A UN plane carrying desperately needed vaccines landed in rebel-held Sanaa on Saturday, three weeks after the Saudi-led coalition closed off access to the airport following a missile attack launched at Riyadh.

Three other aircraft — two carrying UN aid workers and one carrying International Committee of the Red Cross staff — also landed at the airport.

The UN humanitarian affairs office said on Friday it had been given clearance by the coalition to resume flights into the Yemeni capital.

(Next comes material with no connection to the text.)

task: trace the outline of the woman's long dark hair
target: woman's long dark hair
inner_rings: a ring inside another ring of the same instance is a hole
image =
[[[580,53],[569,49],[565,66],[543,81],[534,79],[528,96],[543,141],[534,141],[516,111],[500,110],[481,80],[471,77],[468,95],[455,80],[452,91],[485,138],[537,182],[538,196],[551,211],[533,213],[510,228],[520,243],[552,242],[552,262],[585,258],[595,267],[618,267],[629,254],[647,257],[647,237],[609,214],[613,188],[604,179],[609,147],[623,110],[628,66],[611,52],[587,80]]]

But it added that desperately needed shipments of food and medicines to the rebel-held Red Sea port of Hodeidah remained blocked.

The coalition, which includes the UAE, is fighting Yemen's Houthi rebels on behalf of the internationally-recognised government. It closed Yemen's borders and shut access to its sea and air ports on November 6 in response to a missile attack launched by the Houthis that targeted Riyadh's international airport.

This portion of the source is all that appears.